Première étape : la prise de décision du transfert de siège social

Les règles entourant la prise de décision d’un changement de siège social vont donc varier selon le statut juridique de l’entreprise :

  • Pour une SARL, la décision doit être prise par le gérant après que celui-ci ait obtenu l’accord d’associés représentant plus de la moitié des parts sociales de la société.
  • Pour une SA : la décision doit être prise par le conseil d'administration ou le conseil de surveillance après la ratification du choix par l'assemblée générale ordinaire (pour un déménagement dans le même département ou un département voisin) ou par l'assemblée générale extraordinaire (pour un déménagement plus lointain).
  • Pour une SAS : la décision doit être prise par l'organe compétent (président ou autre) défini dans les statuts de la société lors de sa création.
  • Pour toute société civile : les statuts prévoient généralement que la décision doit être votée à la majorité par l'assemblée générale extraordinaire des associés.
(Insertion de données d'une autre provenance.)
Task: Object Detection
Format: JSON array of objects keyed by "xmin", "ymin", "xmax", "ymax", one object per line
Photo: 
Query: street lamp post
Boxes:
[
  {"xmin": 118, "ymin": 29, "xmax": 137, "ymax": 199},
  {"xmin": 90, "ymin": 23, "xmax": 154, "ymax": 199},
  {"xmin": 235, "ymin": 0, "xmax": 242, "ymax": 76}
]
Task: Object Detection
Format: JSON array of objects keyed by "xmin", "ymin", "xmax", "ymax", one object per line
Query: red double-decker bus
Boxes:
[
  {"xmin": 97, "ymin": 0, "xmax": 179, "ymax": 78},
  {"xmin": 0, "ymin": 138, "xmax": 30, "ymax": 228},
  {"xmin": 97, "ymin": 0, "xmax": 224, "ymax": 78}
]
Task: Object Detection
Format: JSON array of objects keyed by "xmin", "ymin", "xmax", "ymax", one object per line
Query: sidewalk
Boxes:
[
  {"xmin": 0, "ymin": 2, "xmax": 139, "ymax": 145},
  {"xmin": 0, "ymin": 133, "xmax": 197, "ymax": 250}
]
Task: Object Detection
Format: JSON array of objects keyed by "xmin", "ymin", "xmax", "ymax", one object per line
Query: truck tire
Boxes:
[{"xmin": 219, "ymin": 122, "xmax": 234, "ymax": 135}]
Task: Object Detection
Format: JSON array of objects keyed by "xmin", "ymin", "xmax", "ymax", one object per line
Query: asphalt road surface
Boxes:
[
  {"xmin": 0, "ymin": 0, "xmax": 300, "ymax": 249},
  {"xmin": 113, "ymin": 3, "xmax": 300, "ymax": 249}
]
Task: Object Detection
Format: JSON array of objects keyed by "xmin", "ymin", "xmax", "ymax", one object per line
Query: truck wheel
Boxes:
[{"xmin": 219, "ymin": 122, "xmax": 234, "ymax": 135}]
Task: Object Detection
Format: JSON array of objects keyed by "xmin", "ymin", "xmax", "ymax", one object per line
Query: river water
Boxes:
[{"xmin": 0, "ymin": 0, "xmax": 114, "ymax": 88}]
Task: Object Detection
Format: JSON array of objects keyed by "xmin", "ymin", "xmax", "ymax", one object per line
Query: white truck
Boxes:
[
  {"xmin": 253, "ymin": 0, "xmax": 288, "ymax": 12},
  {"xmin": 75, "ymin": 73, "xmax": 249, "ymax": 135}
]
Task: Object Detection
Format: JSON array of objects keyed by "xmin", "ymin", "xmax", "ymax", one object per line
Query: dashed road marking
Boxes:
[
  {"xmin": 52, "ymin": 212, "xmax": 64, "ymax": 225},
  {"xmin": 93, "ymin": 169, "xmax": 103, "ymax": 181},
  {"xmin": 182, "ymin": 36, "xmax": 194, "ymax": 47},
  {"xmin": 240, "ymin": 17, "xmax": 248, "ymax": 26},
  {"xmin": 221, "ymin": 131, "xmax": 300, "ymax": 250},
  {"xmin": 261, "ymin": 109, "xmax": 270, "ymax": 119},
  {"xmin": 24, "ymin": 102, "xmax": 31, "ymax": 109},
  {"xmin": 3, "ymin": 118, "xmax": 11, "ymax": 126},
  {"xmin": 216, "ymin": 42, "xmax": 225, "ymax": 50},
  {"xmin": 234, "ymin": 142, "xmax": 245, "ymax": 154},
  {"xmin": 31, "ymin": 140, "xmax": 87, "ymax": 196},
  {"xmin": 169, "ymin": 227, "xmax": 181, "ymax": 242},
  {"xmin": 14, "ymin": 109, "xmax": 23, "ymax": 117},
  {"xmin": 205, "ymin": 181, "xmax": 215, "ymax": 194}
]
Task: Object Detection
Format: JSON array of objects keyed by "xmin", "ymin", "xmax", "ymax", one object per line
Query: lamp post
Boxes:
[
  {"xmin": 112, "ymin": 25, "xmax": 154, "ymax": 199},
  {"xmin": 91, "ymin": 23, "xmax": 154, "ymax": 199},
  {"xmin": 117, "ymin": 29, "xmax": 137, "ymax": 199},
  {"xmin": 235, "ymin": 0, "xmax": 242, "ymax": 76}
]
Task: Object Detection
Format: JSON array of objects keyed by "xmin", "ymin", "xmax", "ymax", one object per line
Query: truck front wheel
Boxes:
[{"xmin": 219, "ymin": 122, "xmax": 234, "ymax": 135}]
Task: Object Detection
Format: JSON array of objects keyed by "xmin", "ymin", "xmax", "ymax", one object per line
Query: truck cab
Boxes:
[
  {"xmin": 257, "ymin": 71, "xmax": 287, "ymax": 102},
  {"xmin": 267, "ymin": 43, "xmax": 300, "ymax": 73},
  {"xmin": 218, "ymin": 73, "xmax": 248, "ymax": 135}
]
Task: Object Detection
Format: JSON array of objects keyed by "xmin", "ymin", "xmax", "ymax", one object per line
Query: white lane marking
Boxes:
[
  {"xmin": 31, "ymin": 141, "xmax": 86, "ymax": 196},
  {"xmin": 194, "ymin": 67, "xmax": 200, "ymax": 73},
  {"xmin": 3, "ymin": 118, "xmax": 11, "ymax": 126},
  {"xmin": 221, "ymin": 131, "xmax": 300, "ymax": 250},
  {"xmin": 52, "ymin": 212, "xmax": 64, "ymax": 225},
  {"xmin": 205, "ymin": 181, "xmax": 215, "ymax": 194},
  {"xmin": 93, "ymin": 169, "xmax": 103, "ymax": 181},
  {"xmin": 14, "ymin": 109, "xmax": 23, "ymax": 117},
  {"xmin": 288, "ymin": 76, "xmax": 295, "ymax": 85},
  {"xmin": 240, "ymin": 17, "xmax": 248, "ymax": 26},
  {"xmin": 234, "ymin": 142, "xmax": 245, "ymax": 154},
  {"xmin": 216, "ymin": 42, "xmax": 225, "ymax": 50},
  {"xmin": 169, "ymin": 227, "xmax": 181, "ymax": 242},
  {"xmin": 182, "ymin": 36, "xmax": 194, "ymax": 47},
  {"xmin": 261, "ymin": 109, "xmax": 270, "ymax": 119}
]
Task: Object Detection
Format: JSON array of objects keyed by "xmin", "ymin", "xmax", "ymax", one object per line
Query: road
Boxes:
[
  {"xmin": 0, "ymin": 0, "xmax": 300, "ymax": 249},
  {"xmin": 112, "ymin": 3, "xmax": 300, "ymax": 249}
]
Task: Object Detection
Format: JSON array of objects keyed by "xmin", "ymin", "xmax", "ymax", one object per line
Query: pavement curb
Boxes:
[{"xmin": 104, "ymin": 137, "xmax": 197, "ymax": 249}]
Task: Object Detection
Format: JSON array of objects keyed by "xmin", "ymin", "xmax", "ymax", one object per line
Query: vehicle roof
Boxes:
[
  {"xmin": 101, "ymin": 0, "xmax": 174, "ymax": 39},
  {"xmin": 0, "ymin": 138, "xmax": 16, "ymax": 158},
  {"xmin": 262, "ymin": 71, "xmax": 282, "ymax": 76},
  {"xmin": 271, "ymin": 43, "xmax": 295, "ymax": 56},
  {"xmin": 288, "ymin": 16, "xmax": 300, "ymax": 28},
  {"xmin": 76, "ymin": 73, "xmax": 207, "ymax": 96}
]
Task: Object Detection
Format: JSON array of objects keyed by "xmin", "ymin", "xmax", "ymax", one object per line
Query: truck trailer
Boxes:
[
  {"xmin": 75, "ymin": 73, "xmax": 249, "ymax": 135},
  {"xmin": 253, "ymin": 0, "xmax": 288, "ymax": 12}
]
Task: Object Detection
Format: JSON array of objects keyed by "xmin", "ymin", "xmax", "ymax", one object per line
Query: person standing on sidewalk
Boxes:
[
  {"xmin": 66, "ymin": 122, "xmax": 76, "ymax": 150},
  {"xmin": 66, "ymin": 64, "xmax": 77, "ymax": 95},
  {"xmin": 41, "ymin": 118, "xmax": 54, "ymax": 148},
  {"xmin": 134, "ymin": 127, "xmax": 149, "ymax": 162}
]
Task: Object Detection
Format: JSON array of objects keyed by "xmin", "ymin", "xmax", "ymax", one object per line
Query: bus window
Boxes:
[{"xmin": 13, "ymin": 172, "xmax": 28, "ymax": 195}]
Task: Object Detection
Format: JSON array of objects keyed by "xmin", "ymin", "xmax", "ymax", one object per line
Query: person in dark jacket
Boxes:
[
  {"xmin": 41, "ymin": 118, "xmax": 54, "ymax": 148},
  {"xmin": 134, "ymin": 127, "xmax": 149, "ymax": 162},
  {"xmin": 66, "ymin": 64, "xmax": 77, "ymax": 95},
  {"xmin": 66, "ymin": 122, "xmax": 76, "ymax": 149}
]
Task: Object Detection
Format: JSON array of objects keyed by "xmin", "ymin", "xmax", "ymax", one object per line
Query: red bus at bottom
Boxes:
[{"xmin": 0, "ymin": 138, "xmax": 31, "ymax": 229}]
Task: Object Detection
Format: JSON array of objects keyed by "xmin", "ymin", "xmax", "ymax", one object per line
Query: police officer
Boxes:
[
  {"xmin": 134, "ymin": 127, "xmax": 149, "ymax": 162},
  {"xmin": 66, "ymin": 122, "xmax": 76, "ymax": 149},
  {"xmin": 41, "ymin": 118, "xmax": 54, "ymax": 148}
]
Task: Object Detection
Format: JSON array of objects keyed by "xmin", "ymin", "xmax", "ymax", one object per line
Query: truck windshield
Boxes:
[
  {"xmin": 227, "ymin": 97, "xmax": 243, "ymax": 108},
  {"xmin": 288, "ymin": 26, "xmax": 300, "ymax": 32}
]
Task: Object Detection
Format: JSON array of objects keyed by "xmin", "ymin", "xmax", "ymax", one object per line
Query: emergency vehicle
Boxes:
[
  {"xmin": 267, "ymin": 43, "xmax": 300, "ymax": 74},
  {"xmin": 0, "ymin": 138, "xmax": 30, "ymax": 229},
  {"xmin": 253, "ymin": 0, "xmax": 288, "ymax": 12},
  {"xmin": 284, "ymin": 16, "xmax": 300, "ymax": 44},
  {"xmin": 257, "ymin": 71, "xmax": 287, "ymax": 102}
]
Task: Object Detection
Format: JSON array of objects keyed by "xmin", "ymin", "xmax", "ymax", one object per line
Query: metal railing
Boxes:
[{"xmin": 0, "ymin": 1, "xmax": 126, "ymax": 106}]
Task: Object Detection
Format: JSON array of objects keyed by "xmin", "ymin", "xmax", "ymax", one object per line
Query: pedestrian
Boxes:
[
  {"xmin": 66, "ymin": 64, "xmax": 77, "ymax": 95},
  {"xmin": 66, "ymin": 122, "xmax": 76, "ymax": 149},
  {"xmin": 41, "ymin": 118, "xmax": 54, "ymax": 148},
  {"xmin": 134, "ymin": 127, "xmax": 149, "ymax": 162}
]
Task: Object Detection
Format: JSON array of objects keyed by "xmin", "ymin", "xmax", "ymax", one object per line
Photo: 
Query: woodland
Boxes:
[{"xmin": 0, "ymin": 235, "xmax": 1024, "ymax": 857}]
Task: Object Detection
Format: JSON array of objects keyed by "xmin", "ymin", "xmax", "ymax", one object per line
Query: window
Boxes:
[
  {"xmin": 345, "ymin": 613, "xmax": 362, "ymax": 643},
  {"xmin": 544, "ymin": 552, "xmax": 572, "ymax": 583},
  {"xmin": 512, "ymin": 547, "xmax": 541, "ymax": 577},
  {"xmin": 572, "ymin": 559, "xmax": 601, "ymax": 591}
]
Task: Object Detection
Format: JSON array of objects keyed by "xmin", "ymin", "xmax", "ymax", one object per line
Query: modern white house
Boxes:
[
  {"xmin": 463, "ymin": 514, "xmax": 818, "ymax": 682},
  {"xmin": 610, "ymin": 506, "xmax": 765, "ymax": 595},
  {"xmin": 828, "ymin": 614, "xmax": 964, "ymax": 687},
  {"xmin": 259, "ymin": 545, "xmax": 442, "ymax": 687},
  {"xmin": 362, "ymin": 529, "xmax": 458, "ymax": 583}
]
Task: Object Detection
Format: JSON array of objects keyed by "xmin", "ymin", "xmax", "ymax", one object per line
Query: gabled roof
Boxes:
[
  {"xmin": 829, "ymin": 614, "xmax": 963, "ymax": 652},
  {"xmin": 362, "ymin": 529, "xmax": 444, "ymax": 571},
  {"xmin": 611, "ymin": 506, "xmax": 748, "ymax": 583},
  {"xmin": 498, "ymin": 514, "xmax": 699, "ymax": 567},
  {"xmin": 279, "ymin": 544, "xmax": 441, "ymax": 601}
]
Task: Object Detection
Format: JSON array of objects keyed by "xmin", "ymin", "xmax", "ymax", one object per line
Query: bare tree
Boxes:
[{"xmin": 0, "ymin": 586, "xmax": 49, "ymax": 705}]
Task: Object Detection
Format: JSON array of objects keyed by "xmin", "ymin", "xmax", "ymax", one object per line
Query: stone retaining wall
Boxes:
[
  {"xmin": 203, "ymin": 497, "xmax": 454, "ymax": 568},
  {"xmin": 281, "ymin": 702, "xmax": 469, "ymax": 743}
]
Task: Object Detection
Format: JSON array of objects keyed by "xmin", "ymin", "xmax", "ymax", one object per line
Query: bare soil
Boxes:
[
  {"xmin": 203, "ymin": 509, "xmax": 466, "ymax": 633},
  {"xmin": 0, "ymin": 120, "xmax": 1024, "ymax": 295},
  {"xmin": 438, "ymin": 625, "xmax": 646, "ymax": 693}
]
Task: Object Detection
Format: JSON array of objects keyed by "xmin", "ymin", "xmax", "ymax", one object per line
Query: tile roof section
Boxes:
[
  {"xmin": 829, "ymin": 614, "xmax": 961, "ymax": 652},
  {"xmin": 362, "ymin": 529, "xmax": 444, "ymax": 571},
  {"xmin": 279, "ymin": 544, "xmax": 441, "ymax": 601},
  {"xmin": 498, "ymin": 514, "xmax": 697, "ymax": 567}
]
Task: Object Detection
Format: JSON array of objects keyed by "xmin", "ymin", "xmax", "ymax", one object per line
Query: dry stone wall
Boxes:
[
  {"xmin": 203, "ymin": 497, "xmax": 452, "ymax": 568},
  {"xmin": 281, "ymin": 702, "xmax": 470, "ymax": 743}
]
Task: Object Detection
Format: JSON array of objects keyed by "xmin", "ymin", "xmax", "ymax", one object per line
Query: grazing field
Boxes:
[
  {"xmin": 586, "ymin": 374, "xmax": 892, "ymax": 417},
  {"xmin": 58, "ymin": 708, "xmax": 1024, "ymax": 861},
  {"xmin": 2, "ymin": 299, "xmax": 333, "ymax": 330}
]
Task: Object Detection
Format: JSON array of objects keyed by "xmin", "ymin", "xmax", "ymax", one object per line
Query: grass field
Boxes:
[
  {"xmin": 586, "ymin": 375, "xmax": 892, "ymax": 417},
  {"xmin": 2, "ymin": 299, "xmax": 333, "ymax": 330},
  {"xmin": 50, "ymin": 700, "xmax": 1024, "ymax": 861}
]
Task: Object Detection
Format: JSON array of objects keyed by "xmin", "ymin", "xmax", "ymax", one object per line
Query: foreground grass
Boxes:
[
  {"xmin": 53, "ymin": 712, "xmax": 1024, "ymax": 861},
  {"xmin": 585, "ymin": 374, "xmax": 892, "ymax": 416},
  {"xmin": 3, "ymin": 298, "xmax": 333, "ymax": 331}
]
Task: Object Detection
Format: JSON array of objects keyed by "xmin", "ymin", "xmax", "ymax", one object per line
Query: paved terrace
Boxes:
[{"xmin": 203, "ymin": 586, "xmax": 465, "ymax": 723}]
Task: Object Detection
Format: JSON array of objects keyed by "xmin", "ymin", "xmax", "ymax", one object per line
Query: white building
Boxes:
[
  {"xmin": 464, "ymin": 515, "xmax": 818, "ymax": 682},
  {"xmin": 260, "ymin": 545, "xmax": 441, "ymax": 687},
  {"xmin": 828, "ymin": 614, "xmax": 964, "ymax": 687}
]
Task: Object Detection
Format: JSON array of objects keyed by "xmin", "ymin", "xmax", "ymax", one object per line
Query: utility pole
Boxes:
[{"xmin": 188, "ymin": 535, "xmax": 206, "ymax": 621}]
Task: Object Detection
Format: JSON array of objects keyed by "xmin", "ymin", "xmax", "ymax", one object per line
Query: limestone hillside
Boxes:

Si rien n’est inscrit dans les statuts, la décision doit être adoptée à l'unanimité des associés.
Deuxième étape : la publication du transfert de siège social

Une fois la décision prise, la société doit publier, dans un délai d’un mois maximum, un avis de modification indiquant le nouveau et l'ancien lieu du siège social. Dans le cas où le tribunal de commerce dont dépend l’entreprise ne change pas, un seul avis est à publier dans un des journaux d'annonces légales (JAL) diffusés sur le lieu du siège social. Dans le cas contraire, la société aura l’obligation de publier deux avis, un dans un JAL de l’ancien siège social et un dans un JAL du nouveau siège social.

Cette publication contient des mentions obligatoires qui diffèrent selon la qualité commerciale ou non commerciale de la société, mais celle-ci doit, dans tous les cas, inclure l’éventuelle autorisation délivrée pour l’exercice de l’activité (agrément, diplôme, autorisation d’exercice, etc.). Attention, il se peut que le déménagement de l’entreprise entraîne la nécessité d’obtenir une nouvelle autorisation : celle en vigueur sur le nouveau lieu du siège social.

Dernière étape : la déclaration de transfert de siège social

Dernière formalité : le transfert de siège social doit être déclaré, en ligne ou de manière physique, au CFE ou au greffe du tribunal de commerce de la nouvelle adresse. Le dossier déposé, qui comprend l’acte de modification statutaire, doit également inclure :

  • l'acte, certifié conforme par le représentant légal, qui entérine la décision du transfert du siège social ;
  • un exemplaire des statuts mis à jour, daté et certifié conforme par le représentant légal ;
  • l'avis paru dans le ou les journaux d’annonces légales (JAL), ou l'attestation de la/les parution(s) ;
  • la déclaration de modification de l’entreprise (M2 ou P2) ;
  • une preuve de l’utilisation des nouveaux locaux (facture d'électricité, contrat de bail, etc.).

Si le représentant légal n'a pas signé lui-même les différents documents, un pouvoir devra être également joint au dossier.